Location
- 2 Doagh Road Newtownabbey, County Antrim, Northern Ireland, BT37 9NZ United Kingdom

Information
- School type: Primary (Controlled)
- Motto: Learning to Live/Ready Safe Respectful [RSR]
- Opened: 1938
- Local authority: Education Authority
- Principal: Miss D Blain
- Vice principal: Mr O Dowds
- Staff: 61
- Teaching staff: 18
- Gender: Mixed
- Age range: 4-11
- Enrollment: 382 (Primary, 2025); 52 (Nursery, 2025);
- Average class size: 25-30
- Colours: Red, Green and White

= Whitehouse Primary School =

Whitehouse Primary School is a controlled primary school in Newtownabbey, Northern Ireland. It was destroyed in an arson attack on 18 July 2009. After the school was destroyed, its students were temporarily housed in nearby Newtownabby High School. On 14 May 2010, Education Minister Caitríona Ruane approved an amount of £3.6m for rebuilding the school.

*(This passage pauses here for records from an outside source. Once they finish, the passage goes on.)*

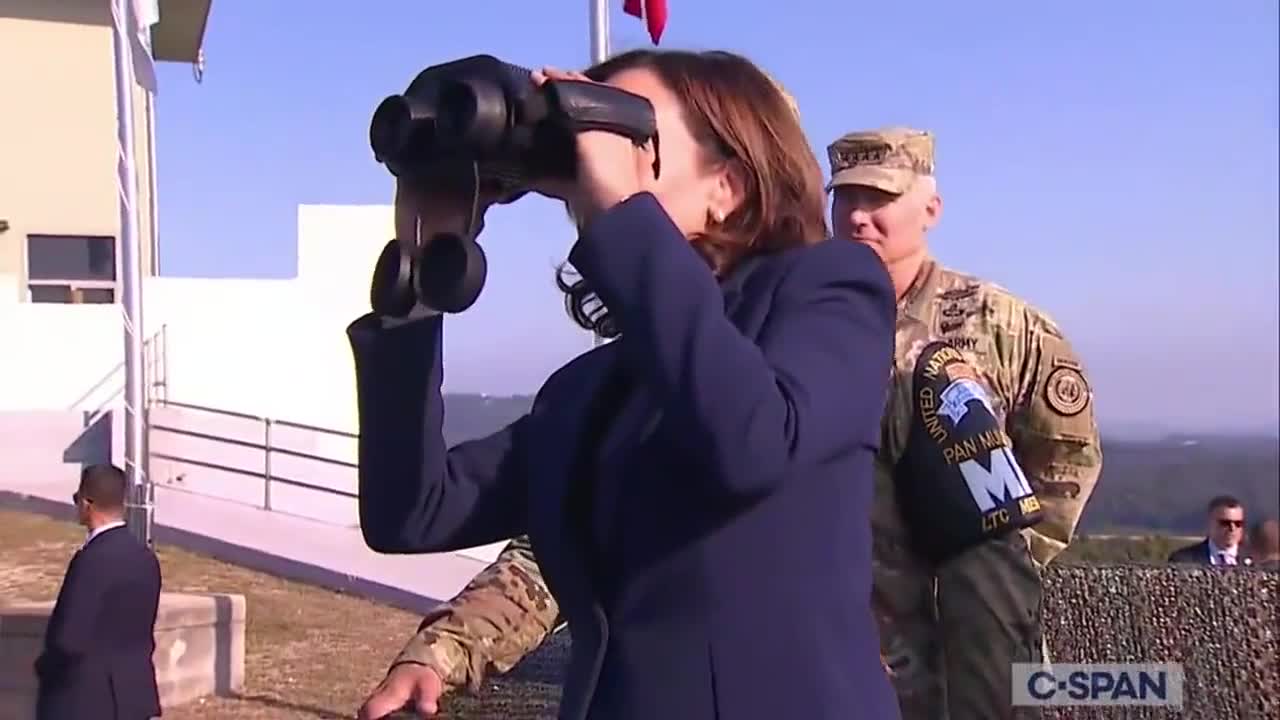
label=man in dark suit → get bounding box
[35,464,163,720]
[1168,495,1252,566]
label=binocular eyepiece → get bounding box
[371,56,552,194]
[367,55,657,316]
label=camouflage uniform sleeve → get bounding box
[391,535,561,692]
[1007,315,1103,567]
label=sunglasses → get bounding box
[1217,519,1244,529]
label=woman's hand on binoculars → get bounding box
[531,67,656,225]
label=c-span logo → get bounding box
[1011,663,1184,707]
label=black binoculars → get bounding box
[367,55,658,316]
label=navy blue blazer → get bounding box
[35,525,162,720]
[1167,539,1253,565]
[1167,539,1213,565]
[351,193,900,720]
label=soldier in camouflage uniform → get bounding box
[357,128,1103,720]
[356,535,560,718]
[825,127,1102,719]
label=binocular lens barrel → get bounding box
[370,94,435,162]
[367,54,656,315]
[435,79,509,152]
[371,80,513,165]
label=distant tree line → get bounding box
[1056,535,1196,564]
[442,395,1280,536]
[1076,435,1279,534]
[443,394,534,447]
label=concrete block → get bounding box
[0,592,245,718]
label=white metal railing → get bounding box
[67,323,169,423]
[149,399,359,512]
[64,323,357,521]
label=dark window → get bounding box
[77,287,116,303]
[28,285,116,304]
[27,235,116,282]
[28,285,71,303]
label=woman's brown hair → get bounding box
[556,49,829,339]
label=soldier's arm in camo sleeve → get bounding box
[1008,315,1103,567]
[390,535,561,693]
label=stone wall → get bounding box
[0,593,245,718]
[427,565,1279,720]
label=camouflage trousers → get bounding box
[879,531,1044,720]
[936,532,1045,720]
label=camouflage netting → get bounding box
[420,565,1278,720]
[1039,565,1278,720]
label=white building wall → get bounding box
[0,204,395,433]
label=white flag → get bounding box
[126,0,160,92]
[133,0,161,28]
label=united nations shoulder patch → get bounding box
[895,341,1045,564]
[1045,363,1089,417]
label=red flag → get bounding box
[622,0,668,45]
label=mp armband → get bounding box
[893,342,1045,564]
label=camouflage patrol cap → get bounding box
[826,126,934,194]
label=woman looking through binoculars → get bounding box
[352,49,899,720]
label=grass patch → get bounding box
[0,508,526,719]
[1056,533,1200,564]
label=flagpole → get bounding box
[589,0,610,65]
[110,0,153,547]
[589,0,609,348]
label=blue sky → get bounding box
[149,0,1278,434]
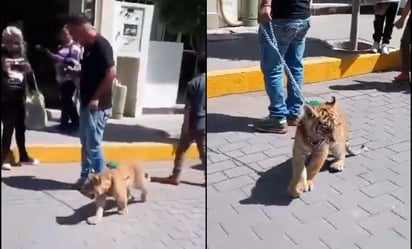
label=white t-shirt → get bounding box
[55,42,82,84]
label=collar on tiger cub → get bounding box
[298,96,338,148]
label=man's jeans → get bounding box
[259,18,311,121]
[79,108,111,178]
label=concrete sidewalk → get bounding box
[10,113,199,163]
[2,160,205,249]
[207,14,404,98]
[207,72,410,248]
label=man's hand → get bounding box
[394,18,405,29]
[89,99,99,111]
[258,5,272,24]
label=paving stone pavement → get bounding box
[1,160,205,249]
[207,72,410,249]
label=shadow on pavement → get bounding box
[329,80,411,94]
[207,113,259,133]
[1,176,72,191]
[239,158,294,206]
[55,199,142,226]
[239,157,333,206]
[151,177,205,188]
[207,33,366,61]
[39,122,174,144]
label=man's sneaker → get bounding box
[2,163,12,170]
[371,41,380,53]
[254,117,288,134]
[381,43,390,55]
[18,158,39,166]
[287,115,301,126]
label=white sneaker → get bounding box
[371,42,380,53]
[381,44,390,55]
[2,163,12,170]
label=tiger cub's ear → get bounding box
[303,104,317,119]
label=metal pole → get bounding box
[242,0,258,27]
[349,0,361,50]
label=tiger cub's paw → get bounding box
[330,161,345,172]
[307,180,314,191]
[288,180,308,198]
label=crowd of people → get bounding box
[1,13,206,188]
[254,0,411,134]
[1,14,116,190]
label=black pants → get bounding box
[1,101,29,164]
[373,2,399,44]
[60,80,79,127]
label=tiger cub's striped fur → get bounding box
[288,96,367,198]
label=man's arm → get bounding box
[260,0,271,7]
[395,0,410,28]
[401,0,411,19]
[92,40,116,101]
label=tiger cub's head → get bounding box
[302,96,341,143]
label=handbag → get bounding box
[25,72,48,130]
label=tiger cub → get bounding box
[288,96,367,198]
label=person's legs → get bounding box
[194,129,205,171]
[255,20,292,133]
[59,82,70,129]
[285,18,311,124]
[172,132,193,177]
[381,1,399,54]
[1,105,16,170]
[87,109,110,174]
[60,81,80,130]
[373,14,385,43]
[372,3,389,52]
[382,2,399,45]
[14,103,38,165]
[78,108,93,181]
[151,131,193,185]
[395,16,411,82]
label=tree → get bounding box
[154,0,206,55]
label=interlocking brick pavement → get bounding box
[1,160,205,249]
[207,72,410,249]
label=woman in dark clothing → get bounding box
[1,26,39,170]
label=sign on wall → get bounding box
[114,4,145,55]
[83,0,96,25]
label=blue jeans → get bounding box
[259,18,311,121]
[79,108,111,178]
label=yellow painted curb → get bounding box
[207,51,401,98]
[11,143,199,163]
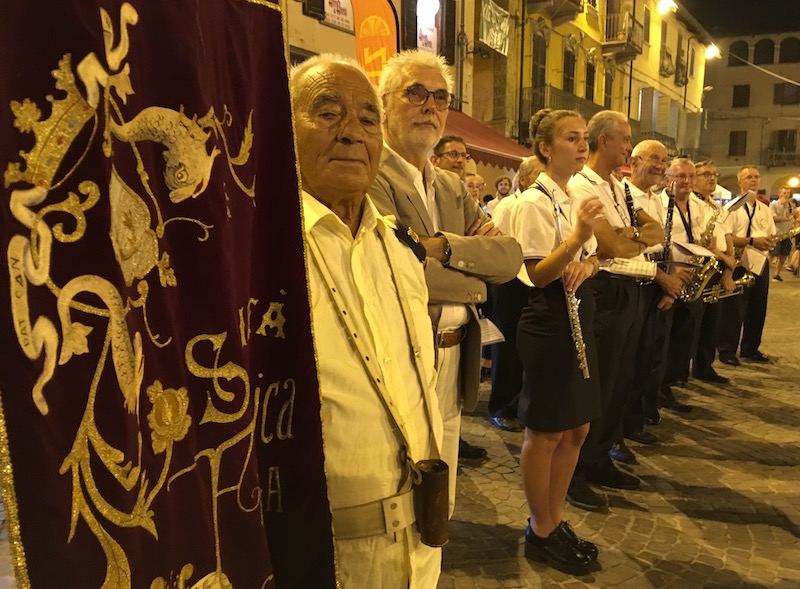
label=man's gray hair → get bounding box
[377,50,455,99]
[587,110,629,152]
[631,139,666,159]
[289,54,380,114]
[518,156,540,180]
[666,157,695,174]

The school colours are Red, Green and White. There is also a new logo for the school, which reads "Whitehouse Primary School Learning to live". The old one simply said "Whitehouse P.S." In 2025, 382 were enrolled in the primary school, with another 52 enrolled full-time with the nursery unit.

== History ==

=== Arson attack ===
The school was the target of an arson attack on 18 July 2009. In the attack, the majority building was burned down, with only the Nursery Unit remaining. It was the third school in the Greater Belfast area to have been targeted within a few days. Following the arson attack, pupils were temporarily moved to surplus classrooms at Newtownabbey Community High School.

=== Rebuilding ===
Plans for rebuilding the school were shelved in April 2010 pending a review of capital projects by the government. After Ruane decided to shelve the plans for rebuilding the school, McConkey and others led a campaign to get the school rebuilt. On 14 May 2010, the Education Minister approved £3.6m for rebuilding the school. In June 2011, McConkey was mentioned and awarded an MBE in the 2011 Queen's Birthday Honours for his services to education in Northern Ireland.